Das 50 escolas com as maiores notas no Exame Nacional do Ensino Médio (Enem) de 2025, apenas duas são públicas, ambas vinculadas a universidades federais. A maioria das instituições é privada e está concentrada nas regiões Sudeste e Nordeste do Brasil. Os dados foram divulgados pelo Ministério da Educação (MEC) e analisados por O GLOBO.
Predomínio de escolas privadas no topo do ranking
O ranking das 50 melhores escolas no Enem 2025 é dominado por colégios particulares, muitos deles tradicionais e com mensalidades elevadas. A presença de apenas duas escolas públicas – ambas colégios de aplicação de universidades federais – reforça a desigualdade no acesso à educação de qualidade no país.
Segundo o levantamento, as instituições privadas que lideram o ranking estão localizadas principalmente em capitais e grandes centros urbanos do Sudeste, como São Paulo e Rio de Janeiro, e do Nordeste, como Recife e Fortaleza.

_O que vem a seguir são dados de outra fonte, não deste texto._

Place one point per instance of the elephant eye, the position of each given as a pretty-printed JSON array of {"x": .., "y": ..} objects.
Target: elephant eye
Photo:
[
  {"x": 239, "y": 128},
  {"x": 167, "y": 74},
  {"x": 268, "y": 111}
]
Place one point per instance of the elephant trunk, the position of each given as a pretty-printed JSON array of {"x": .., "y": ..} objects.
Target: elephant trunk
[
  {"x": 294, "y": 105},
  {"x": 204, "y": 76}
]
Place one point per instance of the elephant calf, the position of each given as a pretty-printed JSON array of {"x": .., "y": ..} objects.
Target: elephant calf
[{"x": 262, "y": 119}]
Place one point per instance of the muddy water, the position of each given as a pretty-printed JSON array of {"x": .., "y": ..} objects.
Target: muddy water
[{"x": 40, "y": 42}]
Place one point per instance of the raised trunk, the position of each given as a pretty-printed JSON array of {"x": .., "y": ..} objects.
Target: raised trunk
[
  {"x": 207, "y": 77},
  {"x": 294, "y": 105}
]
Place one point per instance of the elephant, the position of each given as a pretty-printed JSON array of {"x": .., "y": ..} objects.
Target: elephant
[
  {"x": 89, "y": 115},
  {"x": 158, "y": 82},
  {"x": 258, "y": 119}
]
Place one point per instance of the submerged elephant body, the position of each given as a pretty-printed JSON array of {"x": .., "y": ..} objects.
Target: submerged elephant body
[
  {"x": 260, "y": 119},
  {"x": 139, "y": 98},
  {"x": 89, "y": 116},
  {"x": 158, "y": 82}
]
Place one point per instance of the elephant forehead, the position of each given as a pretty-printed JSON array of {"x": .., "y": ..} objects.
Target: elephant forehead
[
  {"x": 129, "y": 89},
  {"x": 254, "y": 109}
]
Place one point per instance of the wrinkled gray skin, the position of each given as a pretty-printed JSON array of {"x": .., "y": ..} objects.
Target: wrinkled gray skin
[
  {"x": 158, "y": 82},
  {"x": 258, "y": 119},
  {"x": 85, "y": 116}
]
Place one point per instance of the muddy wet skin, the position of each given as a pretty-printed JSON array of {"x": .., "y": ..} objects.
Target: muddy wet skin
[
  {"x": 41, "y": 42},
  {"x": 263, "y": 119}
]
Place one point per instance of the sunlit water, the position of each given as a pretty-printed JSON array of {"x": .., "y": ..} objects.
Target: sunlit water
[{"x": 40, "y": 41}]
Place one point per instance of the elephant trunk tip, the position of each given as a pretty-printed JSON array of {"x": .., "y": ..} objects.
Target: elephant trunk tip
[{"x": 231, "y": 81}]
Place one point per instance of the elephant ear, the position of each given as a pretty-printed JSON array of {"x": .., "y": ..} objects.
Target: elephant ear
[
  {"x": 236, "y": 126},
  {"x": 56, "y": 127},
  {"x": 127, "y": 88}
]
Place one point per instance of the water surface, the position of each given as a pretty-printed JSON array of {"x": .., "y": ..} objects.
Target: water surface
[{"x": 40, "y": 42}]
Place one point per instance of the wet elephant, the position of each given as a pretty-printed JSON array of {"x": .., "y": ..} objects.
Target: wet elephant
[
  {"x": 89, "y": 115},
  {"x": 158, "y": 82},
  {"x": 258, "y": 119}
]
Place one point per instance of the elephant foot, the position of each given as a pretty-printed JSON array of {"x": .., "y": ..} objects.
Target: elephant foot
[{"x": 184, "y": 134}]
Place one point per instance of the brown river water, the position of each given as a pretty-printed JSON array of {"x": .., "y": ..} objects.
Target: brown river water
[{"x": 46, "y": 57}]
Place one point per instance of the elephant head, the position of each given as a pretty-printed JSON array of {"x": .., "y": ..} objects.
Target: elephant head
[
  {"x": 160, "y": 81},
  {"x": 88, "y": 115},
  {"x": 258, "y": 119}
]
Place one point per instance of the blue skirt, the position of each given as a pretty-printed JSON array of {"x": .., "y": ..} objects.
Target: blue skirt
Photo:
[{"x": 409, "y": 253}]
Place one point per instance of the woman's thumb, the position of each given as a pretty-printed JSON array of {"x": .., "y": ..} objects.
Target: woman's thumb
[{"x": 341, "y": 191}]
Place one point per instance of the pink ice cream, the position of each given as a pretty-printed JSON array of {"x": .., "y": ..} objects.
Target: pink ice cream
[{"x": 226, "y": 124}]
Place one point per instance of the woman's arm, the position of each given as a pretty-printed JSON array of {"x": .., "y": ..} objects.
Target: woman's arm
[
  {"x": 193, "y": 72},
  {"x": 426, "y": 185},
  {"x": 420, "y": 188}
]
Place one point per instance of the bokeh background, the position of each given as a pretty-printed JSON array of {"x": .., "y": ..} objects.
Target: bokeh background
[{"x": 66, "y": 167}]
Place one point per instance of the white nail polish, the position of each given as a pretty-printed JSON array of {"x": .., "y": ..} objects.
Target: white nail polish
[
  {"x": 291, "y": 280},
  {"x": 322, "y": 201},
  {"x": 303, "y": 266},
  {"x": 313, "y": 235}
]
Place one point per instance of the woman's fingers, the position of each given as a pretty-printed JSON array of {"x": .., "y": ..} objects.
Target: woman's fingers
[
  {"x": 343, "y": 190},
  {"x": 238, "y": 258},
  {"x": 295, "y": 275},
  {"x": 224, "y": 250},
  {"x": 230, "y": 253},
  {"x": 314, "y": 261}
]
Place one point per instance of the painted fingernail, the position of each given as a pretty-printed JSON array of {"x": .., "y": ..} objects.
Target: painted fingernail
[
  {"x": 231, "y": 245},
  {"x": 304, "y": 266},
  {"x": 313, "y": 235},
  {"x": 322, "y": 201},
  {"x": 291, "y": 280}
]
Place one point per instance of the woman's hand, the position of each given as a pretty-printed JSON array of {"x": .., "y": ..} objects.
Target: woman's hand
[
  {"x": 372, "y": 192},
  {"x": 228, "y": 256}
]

Queda de matrículas indica seleção de alunos
Parte dos colégios particulares que aparecem no topo do ranking apresentou queda significativa no número de matrículas entre 2024 e 2025. Especialistas apontam que essa redução pode estar associada a uma estratégia de seleção mais rigorosa de alunos, visando manter ou melhorar as posições no ranking do Enem.
“A diminuição de matrículas em algumas escolas de elite sugere que elas estão priorizando a performance acadêmica em detrimento do acesso ampliado”, afirma um analista educacional ouvido pelo O GLOBO.
Disparidade regional e desafios para a educação pública
A concentração das melhores escolas no Sudeste e Nordeste evidencia as disparidades regionais do Brasil. Enquanto isso, as duas escolas públicas que figuram no ranking são exceções que confirmam a regra: colégios de aplicação vinculados a universidades federais, que contam com infraestrutura e corpo docente diferenciados.
O MEC destacou que o resultado do Enem 2025 serve como um termômetro da qualidade do ensino, mas não deve ser o único indicador avaliado. A pasta reforçou a importância de políticas públicas para reduzir as desigualdades educacionais.